I'm using the caret package to train a few models via rpart and ranger packages.
The problem is, when I use the target metric of PRAUC, the code returns a warning message saying:
# Warning message:
# In nominalTrainWorkflow(x = x, y = y, wts = weights, info = trainInfo, :
# There were missing values in resampled performance measures.
For reproducibility, I provide the code and data using rpart only. The simplest two versions of the data are on my github account here -- they have the same dependent variables but use two different predictors, and the problem persists in both versions.
The code that I run is:
library(caret)
# Download df_1.Rda, df_2.Rda from "https://github.com/hyk0127/ML_ask/tree/master/data"

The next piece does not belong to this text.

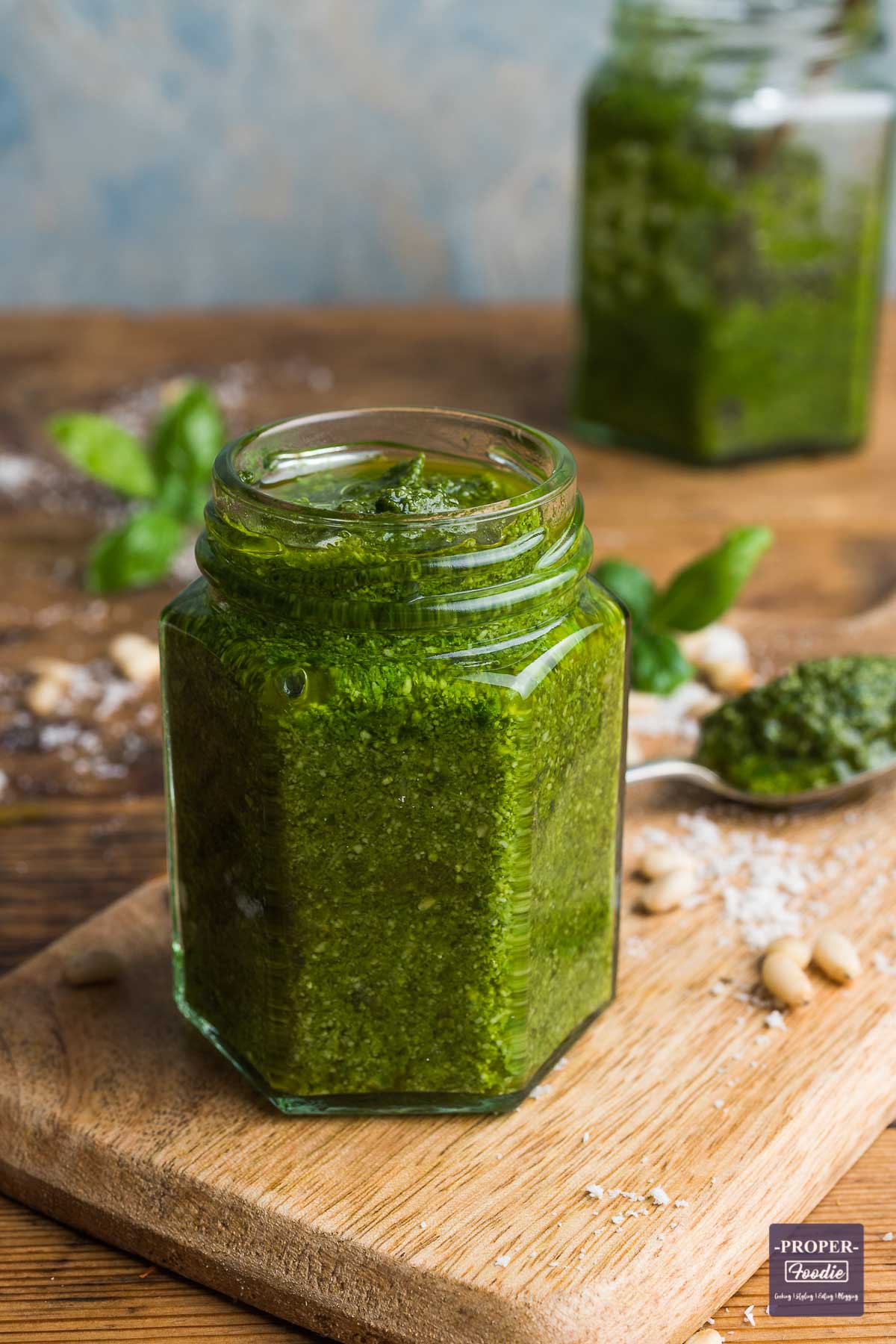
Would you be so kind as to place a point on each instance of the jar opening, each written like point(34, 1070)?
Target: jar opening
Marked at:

load("df_1.Rda") # alternatively, load("df_2.Rda")
df_set <- obj
# Define function replacing caret::prSummary to pass a specific 'lev' argument to trainControl
custom_prsummary <- function (data, lev = NULL, model){
lev <- c("Yes", "No")
pr_auc <- MLmetrics::PRAUC(y_pred = data[, lev[1]],
y_true = ifelse(data$obs == lev[1], 1, 0))
out <-
c(PRAUC = pr_auc,
Precision = caret::precision(data = data$pred,
reference = data$obs, relevant = lev[1]),
Recall = caret::recall(data = data$pred, reference = data$obs, relevant = lev[1]),
F = caret::F_meas(data = data$pred, reference = data$obs, relevant = lev[1]))
return(out)
}
tc <- trainControl(
method = "cv",
number = 10,
summaryFunction = custom_prsummary,
allowParallel = TRUE,
classProbs = TRUE,
savePredictions = "final"
)
out_rpart <- train(
as.factor(depvar) ~ .,
metric = "PRAUC",
method = "rpart",
trControl = tc,
data = df_set$train
)
I've checked similar questions on this thread and this thread and a few others, but they do not apply to my case. out$resample does not have any NA values, as well as the data itself.
I'd really appreciate any insights/solution to the problem. Thank you!